Ten days after what would have been Dr. Martin Luther King, Jr.’s 87th birthday, more than 200 students, faculty, and staff gathered in Gasson 100 to celebrate his legacy.
The Monday event, Are We Still Dreaming, is part of an annual memorial gathering to honor King.
The Office of Campus Ministry’s Martin Luther King, Jr. Memorial Gathering Steering Committee hosted the event, along with the Black Student Forum, The Martin Luther King, Jr. Memorial Scholarship Committee, the Multicultural Christian Fellowship, the Dominican Association at Boston College, the Office of Student Involvement, Eradicate Boston College Racism, University Mission and Ministry, and the Learning to Learn Office.
Brittany N. Packett, the executive director of Teach for America in St. Louis, Mo. and the event’s keynote speaker, encouraged students to speak out about injustices and ignore those who try to silence them. Packett explained that she attended an elite, private high school where she was still bullied because of her racial identity.
“I was spit at by another classmate who said I was ‘stirring the pot,’” she said.
The classmate told her that nothing would be done because his father was on the board of the school, and he was right—nothing was ever done.
“How I want to act upon this being my last semester is making sure that every student here knows the resources that are available to them. And that what your zip code is and what city you come from shouldn’t determine what happens after your collegiate experience.”
-Cai Thomas, MCAS ’16 and Martin Luther King, Jr. Scholar
Packett works on issues of educational equity, youth leadership development, and social justice, with a focus on culturally responsive leadership in marginalized communities. She has been one of the voices to portray the narratives of Ferguson, activism, policy, and racial justice to media outlets, including The New York Times, TIME magazine, USA Today, MSNBC, and CNN.

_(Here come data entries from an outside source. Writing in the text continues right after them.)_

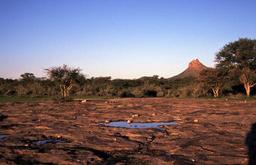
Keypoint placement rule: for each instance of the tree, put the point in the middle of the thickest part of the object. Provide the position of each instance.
(213, 79)
(65, 77)
(239, 57)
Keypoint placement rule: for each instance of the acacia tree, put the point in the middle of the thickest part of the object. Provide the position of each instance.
(213, 79)
(65, 77)
(239, 57)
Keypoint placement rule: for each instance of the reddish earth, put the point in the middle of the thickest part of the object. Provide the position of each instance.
(207, 132)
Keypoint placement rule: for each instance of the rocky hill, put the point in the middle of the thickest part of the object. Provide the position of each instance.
(193, 70)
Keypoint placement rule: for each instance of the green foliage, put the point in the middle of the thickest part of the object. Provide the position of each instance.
(65, 77)
(238, 59)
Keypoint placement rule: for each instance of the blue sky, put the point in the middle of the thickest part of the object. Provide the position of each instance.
(118, 38)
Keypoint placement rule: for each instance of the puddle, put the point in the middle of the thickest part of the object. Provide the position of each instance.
(124, 124)
(46, 141)
(3, 137)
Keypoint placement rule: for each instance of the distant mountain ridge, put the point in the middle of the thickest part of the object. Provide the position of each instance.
(193, 70)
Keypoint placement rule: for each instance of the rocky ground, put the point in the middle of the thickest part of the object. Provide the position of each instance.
(207, 132)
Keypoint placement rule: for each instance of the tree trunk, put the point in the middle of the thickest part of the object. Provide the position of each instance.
(216, 92)
(247, 87)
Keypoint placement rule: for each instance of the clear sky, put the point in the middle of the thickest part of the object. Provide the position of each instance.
(118, 38)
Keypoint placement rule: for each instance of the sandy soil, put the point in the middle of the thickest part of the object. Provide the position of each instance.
(207, 132)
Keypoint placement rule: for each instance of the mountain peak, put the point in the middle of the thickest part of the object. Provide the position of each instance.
(193, 70)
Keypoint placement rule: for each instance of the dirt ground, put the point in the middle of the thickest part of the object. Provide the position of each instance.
(207, 132)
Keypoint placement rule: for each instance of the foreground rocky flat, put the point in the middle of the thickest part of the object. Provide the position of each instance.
(207, 132)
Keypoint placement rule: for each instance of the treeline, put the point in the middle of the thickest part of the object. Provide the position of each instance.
(234, 75)
(101, 87)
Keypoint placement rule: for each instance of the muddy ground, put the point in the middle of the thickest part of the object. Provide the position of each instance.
(207, 132)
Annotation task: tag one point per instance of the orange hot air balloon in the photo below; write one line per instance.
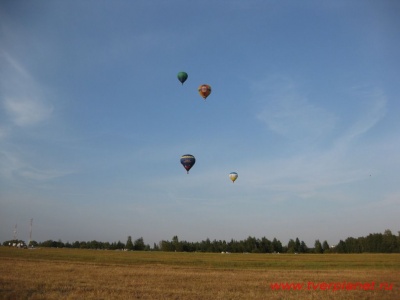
(204, 90)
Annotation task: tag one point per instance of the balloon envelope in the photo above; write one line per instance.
(182, 76)
(233, 176)
(187, 161)
(204, 90)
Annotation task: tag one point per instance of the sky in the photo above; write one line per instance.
(304, 107)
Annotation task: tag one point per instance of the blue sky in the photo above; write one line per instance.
(304, 107)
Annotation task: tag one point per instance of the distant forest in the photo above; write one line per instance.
(373, 243)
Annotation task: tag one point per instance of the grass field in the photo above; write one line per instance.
(90, 274)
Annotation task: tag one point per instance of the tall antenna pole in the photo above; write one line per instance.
(30, 233)
(15, 232)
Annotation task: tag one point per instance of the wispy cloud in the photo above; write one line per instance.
(289, 113)
(22, 97)
(304, 172)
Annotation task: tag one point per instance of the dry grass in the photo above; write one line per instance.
(85, 274)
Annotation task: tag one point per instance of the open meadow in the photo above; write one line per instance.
(91, 274)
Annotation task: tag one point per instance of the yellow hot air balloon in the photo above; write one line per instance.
(233, 176)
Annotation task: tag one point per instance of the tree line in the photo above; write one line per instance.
(373, 243)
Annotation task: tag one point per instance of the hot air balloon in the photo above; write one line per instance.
(204, 90)
(188, 161)
(233, 176)
(182, 76)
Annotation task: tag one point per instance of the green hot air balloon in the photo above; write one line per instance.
(182, 76)
(187, 161)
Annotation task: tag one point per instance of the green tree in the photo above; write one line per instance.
(325, 247)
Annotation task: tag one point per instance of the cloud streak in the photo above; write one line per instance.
(22, 98)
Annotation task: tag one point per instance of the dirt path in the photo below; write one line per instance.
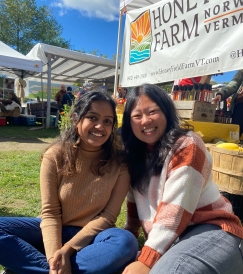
(7, 144)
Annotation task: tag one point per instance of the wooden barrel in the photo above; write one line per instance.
(228, 170)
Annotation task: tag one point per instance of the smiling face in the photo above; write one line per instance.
(96, 126)
(148, 122)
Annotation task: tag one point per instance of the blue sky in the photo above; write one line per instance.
(93, 25)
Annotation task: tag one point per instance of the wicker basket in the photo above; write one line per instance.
(227, 170)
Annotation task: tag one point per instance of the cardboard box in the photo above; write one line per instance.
(3, 121)
(196, 110)
(28, 120)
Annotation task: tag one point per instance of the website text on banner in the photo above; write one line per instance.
(181, 38)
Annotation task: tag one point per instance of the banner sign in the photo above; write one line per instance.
(175, 39)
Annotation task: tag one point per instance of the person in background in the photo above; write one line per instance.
(234, 89)
(86, 87)
(122, 93)
(83, 184)
(189, 226)
(68, 97)
(9, 104)
(59, 95)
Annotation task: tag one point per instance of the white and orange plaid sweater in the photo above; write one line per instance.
(184, 194)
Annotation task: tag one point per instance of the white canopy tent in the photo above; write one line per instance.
(135, 4)
(14, 64)
(68, 66)
(168, 40)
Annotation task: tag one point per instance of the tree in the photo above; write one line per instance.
(23, 24)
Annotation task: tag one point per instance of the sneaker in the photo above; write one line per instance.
(6, 271)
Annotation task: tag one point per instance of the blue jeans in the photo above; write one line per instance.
(22, 249)
(203, 249)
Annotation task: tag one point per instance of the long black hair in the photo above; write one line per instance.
(69, 139)
(142, 165)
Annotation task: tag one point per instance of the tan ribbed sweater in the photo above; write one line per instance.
(83, 199)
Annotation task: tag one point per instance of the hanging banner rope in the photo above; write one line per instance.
(179, 39)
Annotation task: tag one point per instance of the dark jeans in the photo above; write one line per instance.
(203, 249)
(22, 250)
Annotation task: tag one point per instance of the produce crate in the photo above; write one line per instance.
(195, 110)
(210, 131)
(3, 121)
(28, 120)
(228, 170)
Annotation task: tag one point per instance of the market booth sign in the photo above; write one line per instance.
(177, 39)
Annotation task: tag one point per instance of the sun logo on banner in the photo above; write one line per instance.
(141, 39)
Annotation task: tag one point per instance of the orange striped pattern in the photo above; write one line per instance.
(183, 195)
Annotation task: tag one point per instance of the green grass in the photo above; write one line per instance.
(24, 132)
(19, 183)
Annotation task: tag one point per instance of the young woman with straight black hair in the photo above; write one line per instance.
(189, 226)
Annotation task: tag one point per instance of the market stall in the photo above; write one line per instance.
(15, 67)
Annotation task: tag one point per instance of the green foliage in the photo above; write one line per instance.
(23, 132)
(65, 121)
(19, 183)
(23, 24)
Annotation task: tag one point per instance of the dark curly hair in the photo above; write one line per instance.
(142, 164)
(69, 139)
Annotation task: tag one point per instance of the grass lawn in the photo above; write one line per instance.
(24, 132)
(19, 176)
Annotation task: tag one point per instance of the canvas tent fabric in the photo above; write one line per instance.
(69, 66)
(136, 4)
(14, 64)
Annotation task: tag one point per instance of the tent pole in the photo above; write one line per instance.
(48, 111)
(117, 54)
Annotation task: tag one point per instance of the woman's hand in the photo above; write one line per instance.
(136, 268)
(60, 263)
(216, 99)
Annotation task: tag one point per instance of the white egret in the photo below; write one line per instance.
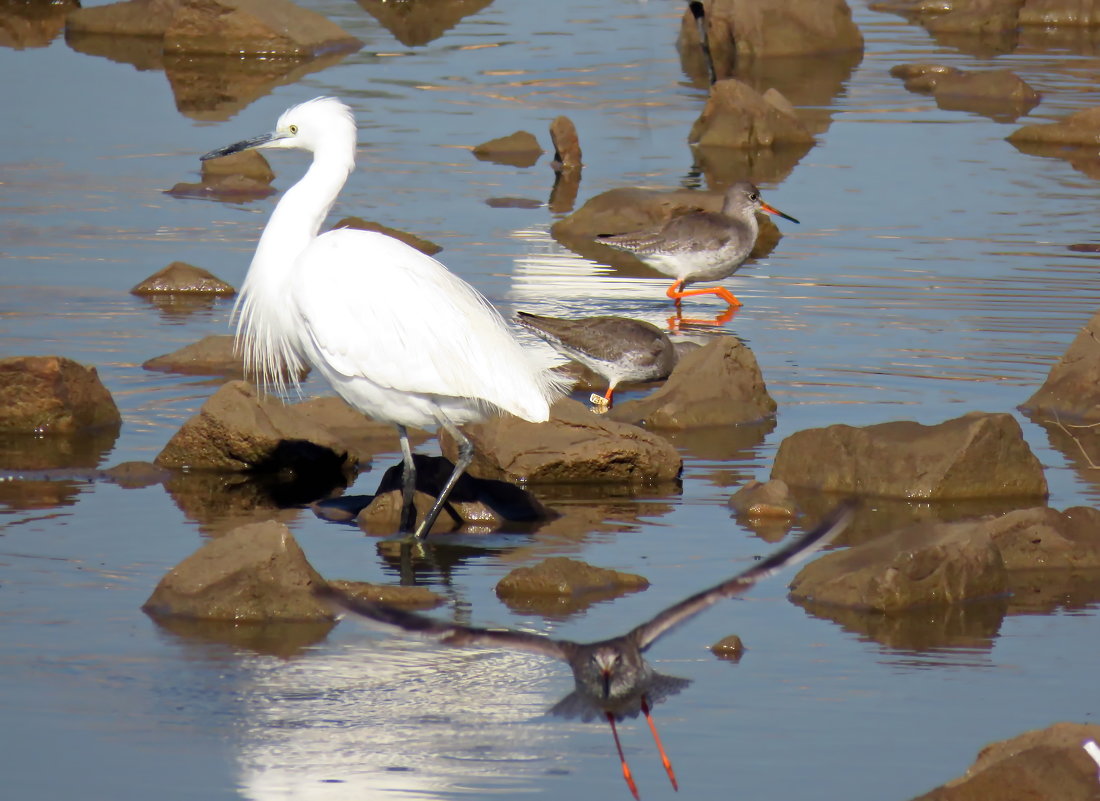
(397, 335)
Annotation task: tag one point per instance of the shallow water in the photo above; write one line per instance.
(930, 277)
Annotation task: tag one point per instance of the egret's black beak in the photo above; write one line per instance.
(244, 144)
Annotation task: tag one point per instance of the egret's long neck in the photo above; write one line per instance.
(266, 327)
(299, 215)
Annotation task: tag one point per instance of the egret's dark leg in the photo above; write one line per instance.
(465, 456)
(408, 482)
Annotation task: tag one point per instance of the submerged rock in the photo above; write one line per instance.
(237, 177)
(1080, 129)
(771, 498)
(1042, 765)
(519, 150)
(53, 395)
(254, 573)
(560, 585)
(406, 597)
(746, 29)
(184, 278)
(718, 384)
(237, 430)
(975, 456)
(210, 355)
(736, 116)
(268, 29)
(916, 567)
(998, 94)
(573, 446)
(1073, 386)
(729, 648)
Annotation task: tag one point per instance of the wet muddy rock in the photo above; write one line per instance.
(270, 29)
(1080, 129)
(238, 430)
(737, 116)
(998, 94)
(916, 567)
(746, 29)
(573, 446)
(184, 278)
(770, 498)
(718, 384)
(254, 573)
(237, 177)
(53, 395)
(729, 648)
(562, 585)
(1071, 388)
(518, 150)
(406, 597)
(975, 456)
(1042, 765)
(425, 245)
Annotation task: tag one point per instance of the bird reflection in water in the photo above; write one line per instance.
(613, 680)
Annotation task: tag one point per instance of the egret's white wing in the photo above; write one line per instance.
(373, 307)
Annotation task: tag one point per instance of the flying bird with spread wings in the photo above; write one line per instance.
(613, 680)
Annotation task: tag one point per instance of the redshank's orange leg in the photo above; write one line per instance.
(660, 747)
(719, 291)
(626, 768)
(677, 321)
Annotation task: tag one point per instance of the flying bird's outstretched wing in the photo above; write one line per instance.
(834, 523)
(447, 633)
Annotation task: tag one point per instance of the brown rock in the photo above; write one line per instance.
(975, 456)
(729, 648)
(998, 94)
(33, 24)
(180, 277)
(1045, 538)
(736, 116)
(270, 29)
(519, 150)
(417, 23)
(771, 498)
(560, 585)
(425, 245)
(406, 597)
(1041, 765)
(1080, 129)
(719, 384)
(567, 145)
(237, 177)
(235, 430)
(573, 447)
(1073, 386)
(210, 355)
(915, 567)
(53, 395)
(746, 29)
(252, 574)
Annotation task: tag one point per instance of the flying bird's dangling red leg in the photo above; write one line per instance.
(660, 746)
(626, 768)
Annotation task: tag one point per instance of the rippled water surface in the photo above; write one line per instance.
(930, 277)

“There will always be an excuse of its equity,” she said, “because it threatens the status quo and keeps some comfortable while the rest of us suffer. ‘We win’ doesn’t mean ‘you lose.’ Eradicate ‘equitable and inclusive’ democracy and create space for the sun to shine on all of us.”
Prior to the event, BC community members marched in honor of the Civil Rights Movement and of King. Later, the United Voices of Freedom, led by newly appointed director David Freeman Coleman, sang songs, including “Go Down Moses” and “Precious Lord Take My Hand/Glory,” throughout the evening. Shelly-Ann Dewsbury and Kadesh Simms, two guest performers, also performed a dance to “Amazing Grace.” Cai Thomas, MCAS ’16 and Martin Luther King, Jr. Scholar, also spoke.
“The function of education is to teach one to think intensively and to think critically … Intelligence plus character—that is the goal of true education,” Thomas said, quoting King.
She asked the audience where BC successfully does what King said education should do, and where it lacks in fulfilling his message.
“I think there is sort of three ways of thinking about it: there is dreaming, there is thinking, and there is acting,” she said. “How am I acting? How are you acting?”
As a freshman, she said, she felt comfortable because she went to a prepatory high school that was very similar to BC, but many of her friends struggled to adjust to the BC culture.
Since her freshman year, Thomas said, BC has implemented many new formal and informal programs to help minority students, including mentoring groups, United Front—a group that seeks to foster a supportive, interactive, unified and safe community to celebrate Black culture and its identities within the African Diaspora—and the Learning to Learn Office, which aims to help underprivileged students and students with disabilities make the most of their college experience.
Thomas said she came into BC not knowing about all of the resources available at the University.
“How I want to act upon this being my last semester is making sure that every student here knows the resources that are available to them,” she said. “And that what your zip code is and what city you come from shouldn’t determine what happens after your collegiate experience.”
Students should engage in active thinking, Thomas said. Last semester was the first time she was taught by a black faculty member, and she could not help but wonder if it will be the same if her twelve-year-old brother decides to come to BC.
“That’s not something I want,” she said. “How do we celebrate different identities here on this campus? Are we inclusive?”
Correction: this article has been updated to reflect the fact that the anniversary of Martin Luther King, Jr.’s birthday was Jan. 15, not Jan. 25.